The number of children in absolute poverty in 2015 is forecast to rise by 500,000 to 3 million, while the number in relative poverty (defined as households with less than 60 per cent of the median income) is estimated to rise by 400,000. The planned introduction of IDS’s Universal Credit will reduce the number in relative poverty by about 450,000 children and 600,000 working-age adults in 2020-21. However, other changes such as indexing benefits in line with the lower Consumer Prices Index (CPI), rather than the higher Retail Prices Index (RPI) (see James Plunkett’s Staggers blog on the coalition’s £11bn stealth cut), will more than offset the impact on poverty of the Universal Credit.
It’s a finding that should set alarm bells ringing in Downing Street. Cameron and George Osborne have chosen, against the judgement of some in their party, to claim that their austerity package is a “progressive” one. Should poverty increase on their watch (as it is now certain to), they will stand accused not only of being unfair but of being insincere. It was Cameron, after all, who made the Rawls-esque pledge that “the right test for our policies is how they help the most disadvantaged in society” and not the wealthy. A year later he promised: “We can make British poverty history, and we will make British poverty history.”

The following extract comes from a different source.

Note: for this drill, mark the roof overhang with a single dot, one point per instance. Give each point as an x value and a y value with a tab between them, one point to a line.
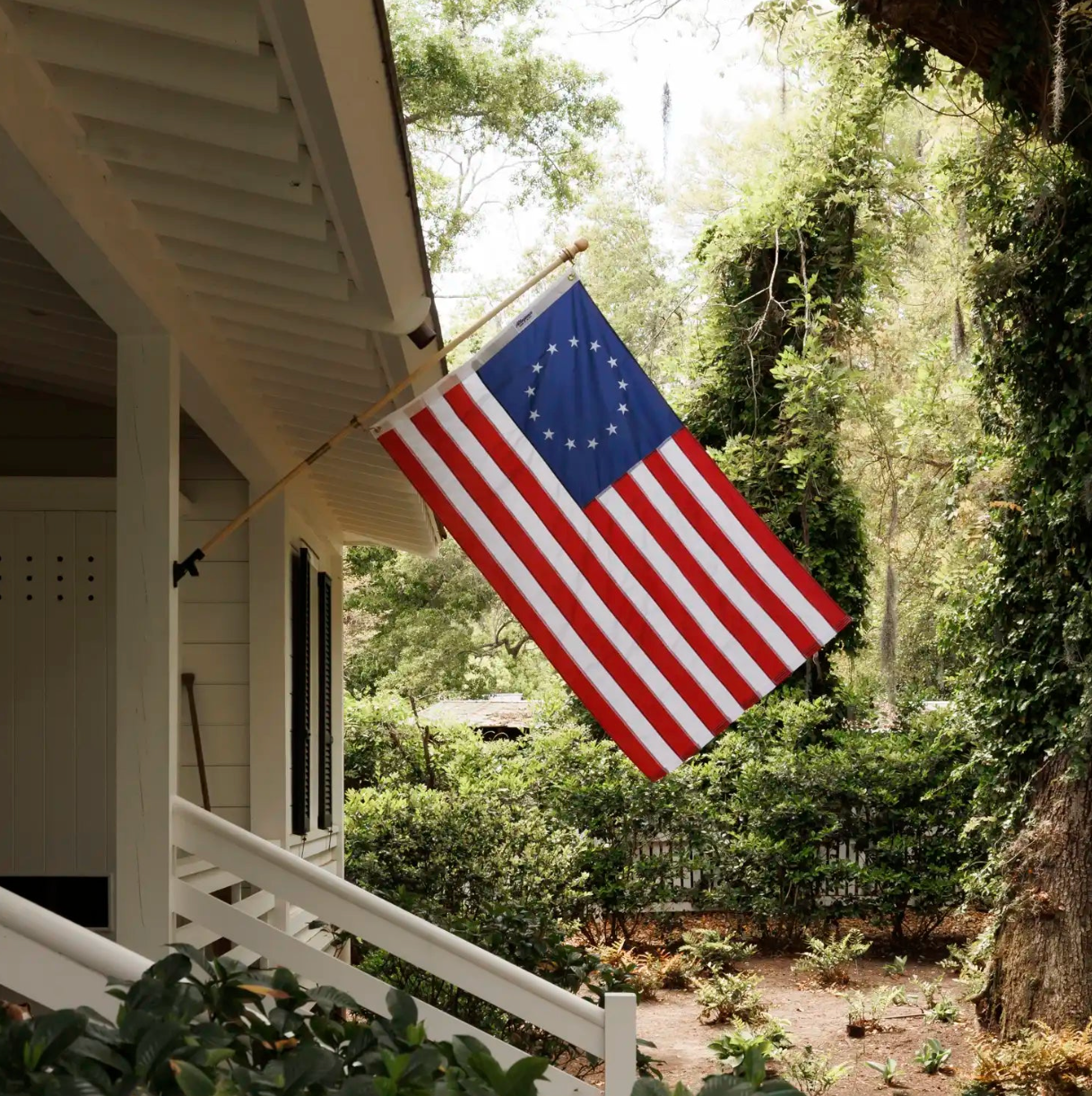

There are plenty on the right who have urged the coalition to shift the goalposts and reject the internationally recognised definition of poverty (Imran Hussain, head of policy at the Child Poverty Action Group, defended this definition on The Staggers last year). For instance, Neil O’Brien, the director of Policy Exchange, has argued: “The problem with what the IFS is saying is that the measure they use isn’t an indicator of real poverty; it’s a measure of inequality.
“It defines ‘poverty’ as being below 60 percent of the average income. This is a hangover from the Gordon Brown era. Real poverty isn’t the same as inequality. The IFS’s definition would mean that there are actually more people in poverty in Britain today than there are in Poland.”
But the government, to its credit, has so far refused to abandon the relative measure of child poverty. When Cameron claimed that the Spending Review would not increase child poverty, he used the same definition as Gordon Brown. He may soon wish he hadn’t.